Three configuration files are provided. They can be found at `experiments/transformers/configs`. The two BERT configuration files were used with the bert-base-uncased model, whereas the DistilBert configuration file is compatible with distilbert-base-uncased. 

The debug variant of the Bert configuration will save detailed information about the ADMM state after each epoch for 4 evenly distributed Transformer layers in the model. Models trained with this configuration file can be passed to the two analysis scripts detailed above. Note that the data saved in this mode can require significant amounts of disk space.

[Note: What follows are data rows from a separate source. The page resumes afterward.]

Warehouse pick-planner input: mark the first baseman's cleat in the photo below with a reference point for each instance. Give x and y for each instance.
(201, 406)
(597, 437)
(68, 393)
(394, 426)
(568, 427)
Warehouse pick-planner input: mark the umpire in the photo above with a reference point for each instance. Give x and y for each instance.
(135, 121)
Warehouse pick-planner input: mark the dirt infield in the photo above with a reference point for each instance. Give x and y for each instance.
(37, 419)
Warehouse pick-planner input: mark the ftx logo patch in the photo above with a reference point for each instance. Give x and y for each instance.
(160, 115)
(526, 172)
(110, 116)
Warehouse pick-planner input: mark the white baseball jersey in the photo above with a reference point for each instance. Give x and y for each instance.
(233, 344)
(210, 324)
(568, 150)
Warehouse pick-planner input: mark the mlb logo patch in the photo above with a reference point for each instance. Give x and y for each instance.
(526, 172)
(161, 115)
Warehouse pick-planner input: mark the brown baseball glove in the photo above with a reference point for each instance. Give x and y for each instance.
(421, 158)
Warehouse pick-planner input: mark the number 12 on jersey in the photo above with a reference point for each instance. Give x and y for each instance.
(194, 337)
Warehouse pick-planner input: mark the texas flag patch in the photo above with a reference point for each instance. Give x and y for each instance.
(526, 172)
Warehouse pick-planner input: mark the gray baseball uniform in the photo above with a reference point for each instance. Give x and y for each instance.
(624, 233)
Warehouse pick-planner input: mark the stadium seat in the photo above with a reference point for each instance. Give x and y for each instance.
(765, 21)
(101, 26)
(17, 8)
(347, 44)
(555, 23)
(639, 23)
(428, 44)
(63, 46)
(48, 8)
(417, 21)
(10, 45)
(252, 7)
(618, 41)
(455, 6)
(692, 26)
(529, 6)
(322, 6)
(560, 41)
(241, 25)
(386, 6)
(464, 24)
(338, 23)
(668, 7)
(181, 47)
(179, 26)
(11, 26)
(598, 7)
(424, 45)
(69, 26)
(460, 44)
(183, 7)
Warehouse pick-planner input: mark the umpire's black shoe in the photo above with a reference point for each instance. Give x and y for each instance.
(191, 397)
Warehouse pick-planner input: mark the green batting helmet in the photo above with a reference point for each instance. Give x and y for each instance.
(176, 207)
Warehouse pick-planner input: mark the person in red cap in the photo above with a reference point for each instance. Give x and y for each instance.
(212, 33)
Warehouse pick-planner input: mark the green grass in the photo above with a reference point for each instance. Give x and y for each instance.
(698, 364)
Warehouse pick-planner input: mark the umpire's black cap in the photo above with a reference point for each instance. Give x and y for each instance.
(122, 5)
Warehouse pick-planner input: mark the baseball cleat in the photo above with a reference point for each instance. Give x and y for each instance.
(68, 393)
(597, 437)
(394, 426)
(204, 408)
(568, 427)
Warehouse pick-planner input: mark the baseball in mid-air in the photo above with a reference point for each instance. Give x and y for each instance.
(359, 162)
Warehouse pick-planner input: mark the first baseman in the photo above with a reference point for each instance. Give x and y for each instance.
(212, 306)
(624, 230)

The provided configuration files are only compatible with single GPU training instances. Distributing the models across multiple GPUs will change the names of the parameters as the model is wrapped in an encapsulating module. To utilize multiple GPUs in a system, we recommend changing the CUDA_VISIBLE_DEVICES variable in each training script. This will run the experiment sweep on the specified GPU. Note this variable does need to be set in all circumstances; Transformers will otherwise attempt to parallelize the model across all visible devices.